Tierschutz: Scheibner weist unqualifizierte Aussagen Hodiks zurück

Freiheitlicher Klubobmann wird Rechtsweg beschreiten

Wien, 2004-03-18 (fpd) - FPÖ-Klubobmann Herbert Scheibner wies heute die unqualifizierten Aussagen von IKG-Generalsekretär Avshalom Hodik entschieden zurück. Hodik hatte die FPÖ in die Nähe des nationalsozialistischen Schreckensregimes gestellt und Parallelen zum Schächtverbot der Nazis 1933 gezogen. ****

Scheibner hofft, daß es sich dabei nur um eine Einzelmeinung und nicht um eine akkordierte Stellungnahme der Israelitischen Kultusgemeinde handle. Der freiheitliche Klubobmann wies darauf hin, daß er stets zum Dialog mit der Kultusgemeinde wie etwa in der Frage der Restitutionszahlungen bereit gewesen sei.

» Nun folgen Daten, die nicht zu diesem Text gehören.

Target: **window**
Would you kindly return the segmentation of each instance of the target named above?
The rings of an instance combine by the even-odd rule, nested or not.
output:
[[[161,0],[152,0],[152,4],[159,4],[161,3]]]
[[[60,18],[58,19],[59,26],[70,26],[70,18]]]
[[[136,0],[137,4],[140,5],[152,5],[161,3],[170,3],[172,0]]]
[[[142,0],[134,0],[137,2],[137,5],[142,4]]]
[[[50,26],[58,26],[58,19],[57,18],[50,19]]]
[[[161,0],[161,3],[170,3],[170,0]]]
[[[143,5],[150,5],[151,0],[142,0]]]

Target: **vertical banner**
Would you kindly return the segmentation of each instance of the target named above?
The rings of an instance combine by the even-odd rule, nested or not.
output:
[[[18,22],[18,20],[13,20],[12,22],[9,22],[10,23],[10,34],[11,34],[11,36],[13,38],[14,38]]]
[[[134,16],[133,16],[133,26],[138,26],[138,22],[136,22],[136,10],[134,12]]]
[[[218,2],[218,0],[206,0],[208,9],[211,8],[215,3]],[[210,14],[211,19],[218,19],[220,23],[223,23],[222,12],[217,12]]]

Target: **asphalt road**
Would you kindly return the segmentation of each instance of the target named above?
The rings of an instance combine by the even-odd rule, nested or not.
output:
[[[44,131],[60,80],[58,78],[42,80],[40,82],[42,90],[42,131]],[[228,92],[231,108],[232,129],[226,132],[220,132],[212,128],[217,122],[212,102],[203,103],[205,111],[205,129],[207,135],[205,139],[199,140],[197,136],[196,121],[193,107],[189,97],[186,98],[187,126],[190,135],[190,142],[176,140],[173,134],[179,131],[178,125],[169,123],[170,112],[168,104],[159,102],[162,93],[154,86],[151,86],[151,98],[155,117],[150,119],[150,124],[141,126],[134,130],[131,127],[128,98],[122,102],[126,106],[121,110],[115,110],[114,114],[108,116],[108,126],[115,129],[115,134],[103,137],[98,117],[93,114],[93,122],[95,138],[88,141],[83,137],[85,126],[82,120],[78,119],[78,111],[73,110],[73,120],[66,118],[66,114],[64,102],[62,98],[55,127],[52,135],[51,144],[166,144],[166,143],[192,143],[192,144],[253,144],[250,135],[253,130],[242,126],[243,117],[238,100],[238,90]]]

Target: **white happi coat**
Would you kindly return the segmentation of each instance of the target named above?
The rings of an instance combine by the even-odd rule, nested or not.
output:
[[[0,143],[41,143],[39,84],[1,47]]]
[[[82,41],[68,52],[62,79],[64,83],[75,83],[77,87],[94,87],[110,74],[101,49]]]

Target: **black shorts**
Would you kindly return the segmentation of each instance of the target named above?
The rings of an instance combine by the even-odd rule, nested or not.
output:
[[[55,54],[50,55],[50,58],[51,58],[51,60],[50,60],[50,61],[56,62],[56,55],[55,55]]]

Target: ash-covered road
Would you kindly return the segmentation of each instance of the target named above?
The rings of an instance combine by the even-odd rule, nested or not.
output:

Auch in der Frage des Tierschutzgesetzes stehe das Angebot, im Zuge der parlamentarischen Behandlung mit den Vertretern der verschiedenen Religionsgemeinschaften einen Dialog über Betäubungsmethoden zu führen. Leider sei seitens der IKG noch niemand an den freiheitlichen Klub herangetreten.

Überdies habe Hodik seine, Scheibners, Aussage unrichtig wiedergegeben. Es gehe nämlich darum, daß Tierquälerei auch dann nicht zulässig sein solle, wenn man sich auf ein verfassungsmäßiges Grundrecht berufe. Dabei kämen neben der Religion auch andere Grundrechte wie etwa die Freiheit der Erwerbstätigkeit oder der Kunst in Frage. Darüber herrsche im zuständigen Ausschuß des Konvents Konsens.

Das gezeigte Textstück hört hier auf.